National Air Toxics Assessment
Review Process
The National Air Toxics Assessment (NATA) is EPA's screening assessment of risks from
exposure to air toxics - designed to help state, local and tribal air agencies identify which
pollutants, emission sources and places they may wish to study further to better understand any
possible risks to public health from air toxics. The assessment is a large and complex
undertaking to ensure the information we have is correct. State, local and tribal agencies are
involved in every step of the process, from quality assuring early drafts of information to the
release of the final NATA.
NATA assesses 180 pollutants, and approximately 74,000 census tracts in the U.S. It includes
emissions information from more than 40,000 large stationary sources of air pollution, the entire
nationwide emissions inventory for on-road and off-road mobile sources (everything from cars
and trucks to lawn equipment and cruise ships), and tens of thousands of smaller stationary
sources like gas stations and dry cleaners.

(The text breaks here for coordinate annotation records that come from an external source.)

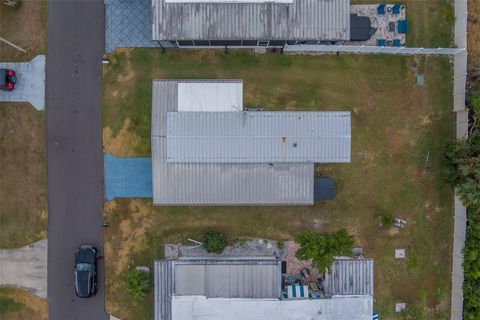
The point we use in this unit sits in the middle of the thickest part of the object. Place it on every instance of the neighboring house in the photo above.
(252, 288)
(249, 23)
(207, 150)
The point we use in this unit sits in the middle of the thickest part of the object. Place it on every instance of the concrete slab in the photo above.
(128, 24)
(30, 85)
(25, 268)
(400, 254)
(127, 177)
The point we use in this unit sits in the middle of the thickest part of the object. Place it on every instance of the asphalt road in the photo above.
(74, 150)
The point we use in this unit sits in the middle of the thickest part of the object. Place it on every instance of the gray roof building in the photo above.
(258, 137)
(251, 20)
(214, 183)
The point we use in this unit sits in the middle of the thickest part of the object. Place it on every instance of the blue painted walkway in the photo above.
(127, 177)
(128, 24)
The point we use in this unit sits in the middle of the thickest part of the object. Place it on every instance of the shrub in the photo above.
(321, 248)
(214, 242)
(462, 161)
(138, 283)
(386, 220)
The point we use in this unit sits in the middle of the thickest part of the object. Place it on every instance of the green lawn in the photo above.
(395, 125)
(430, 21)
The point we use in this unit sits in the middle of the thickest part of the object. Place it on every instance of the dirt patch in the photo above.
(123, 143)
(473, 37)
(294, 265)
(33, 306)
(393, 231)
(23, 181)
(25, 27)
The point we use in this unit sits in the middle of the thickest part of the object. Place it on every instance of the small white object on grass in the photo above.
(400, 254)
(400, 306)
(143, 269)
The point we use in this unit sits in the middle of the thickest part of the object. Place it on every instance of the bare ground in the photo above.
(23, 216)
(33, 306)
(25, 27)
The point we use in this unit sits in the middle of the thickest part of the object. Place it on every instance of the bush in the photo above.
(321, 248)
(462, 160)
(138, 284)
(214, 242)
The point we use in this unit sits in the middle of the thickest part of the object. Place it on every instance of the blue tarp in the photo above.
(381, 8)
(127, 177)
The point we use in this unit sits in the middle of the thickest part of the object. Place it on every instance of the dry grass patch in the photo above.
(23, 180)
(18, 304)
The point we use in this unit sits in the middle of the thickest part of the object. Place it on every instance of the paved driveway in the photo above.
(25, 268)
(76, 32)
(30, 82)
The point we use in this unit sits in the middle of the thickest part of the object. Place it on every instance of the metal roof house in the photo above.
(244, 288)
(249, 23)
(207, 151)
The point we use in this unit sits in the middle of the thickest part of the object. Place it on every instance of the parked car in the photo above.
(8, 79)
(86, 257)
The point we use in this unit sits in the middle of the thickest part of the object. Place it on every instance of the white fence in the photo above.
(460, 215)
(459, 90)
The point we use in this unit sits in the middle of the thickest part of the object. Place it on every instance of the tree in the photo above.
(462, 159)
(138, 283)
(214, 242)
(321, 248)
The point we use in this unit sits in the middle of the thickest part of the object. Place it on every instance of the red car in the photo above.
(8, 79)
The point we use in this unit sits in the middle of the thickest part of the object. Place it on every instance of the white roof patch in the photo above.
(210, 96)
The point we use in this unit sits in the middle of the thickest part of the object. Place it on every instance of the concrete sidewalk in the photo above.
(30, 85)
(25, 268)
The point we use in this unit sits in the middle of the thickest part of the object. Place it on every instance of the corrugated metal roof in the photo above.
(217, 183)
(302, 20)
(350, 277)
(210, 96)
(252, 279)
(163, 285)
(261, 137)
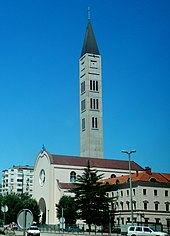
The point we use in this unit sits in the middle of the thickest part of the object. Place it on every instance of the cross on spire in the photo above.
(89, 12)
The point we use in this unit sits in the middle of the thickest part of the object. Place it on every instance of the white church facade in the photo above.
(55, 174)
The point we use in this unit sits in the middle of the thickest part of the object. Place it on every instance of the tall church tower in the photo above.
(91, 127)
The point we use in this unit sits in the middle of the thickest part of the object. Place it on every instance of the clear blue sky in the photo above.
(40, 45)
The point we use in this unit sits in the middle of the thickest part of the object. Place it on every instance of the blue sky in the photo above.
(40, 45)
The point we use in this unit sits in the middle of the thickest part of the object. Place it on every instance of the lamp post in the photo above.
(130, 181)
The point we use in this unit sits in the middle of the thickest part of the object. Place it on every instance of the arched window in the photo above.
(73, 177)
(113, 176)
(153, 180)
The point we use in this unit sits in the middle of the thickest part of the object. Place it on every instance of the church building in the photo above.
(55, 174)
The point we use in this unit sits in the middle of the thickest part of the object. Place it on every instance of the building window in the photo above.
(94, 123)
(144, 191)
(121, 204)
(83, 124)
(83, 105)
(145, 205)
(127, 204)
(94, 85)
(156, 206)
(167, 206)
(93, 64)
(134, 205)
(94, 104)
(166, 193)
(83, 87)
(155, 192)
(157, 220)
(73, 177)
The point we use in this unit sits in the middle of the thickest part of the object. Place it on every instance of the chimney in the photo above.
(148, 170)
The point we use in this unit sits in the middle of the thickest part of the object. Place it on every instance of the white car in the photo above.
(33, 230)
(143, 231)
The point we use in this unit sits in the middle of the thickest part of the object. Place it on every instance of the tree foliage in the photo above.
(91, 199)
(69, 209)
(16, 203)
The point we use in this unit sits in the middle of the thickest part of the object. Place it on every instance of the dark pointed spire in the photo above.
(90, 45)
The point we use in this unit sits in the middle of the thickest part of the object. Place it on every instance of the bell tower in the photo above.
(91, 127)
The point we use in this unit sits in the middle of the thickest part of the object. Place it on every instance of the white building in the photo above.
(90, 80)
(18, 179)
(55, 174)
(150, 198)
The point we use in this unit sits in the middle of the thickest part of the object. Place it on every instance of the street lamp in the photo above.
(130, 181)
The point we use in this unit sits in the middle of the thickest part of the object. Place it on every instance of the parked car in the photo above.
(73, 228)
(33, 230)
(143, 231)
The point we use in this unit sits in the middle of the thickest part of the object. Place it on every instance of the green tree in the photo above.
(16, 203)
(69, 209)
(91, 197)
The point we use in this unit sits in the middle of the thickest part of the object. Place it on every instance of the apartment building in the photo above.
(18, 179)
(150, 198)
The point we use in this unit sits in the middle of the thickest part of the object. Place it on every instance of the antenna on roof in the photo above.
(89, 12)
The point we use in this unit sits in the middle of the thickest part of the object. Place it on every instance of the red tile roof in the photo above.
(94, 162)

There are numerous changes during NATA's development. This is a normal part of any large
analysis. NATA takes nearly two years to complete. EPA releases NATA once we are confident
in its results. Note that NATA is not an indicator of absolute risk. There are a number of
important data limitations for this screening tool.
EPA begins developing NATA using a draft National Emissions Inventory for a given year (for
the most recent NATA, EPA used the draft emissions inventory for emissions year 2014), and
ask EPA regions and states to quality assure the inventory information.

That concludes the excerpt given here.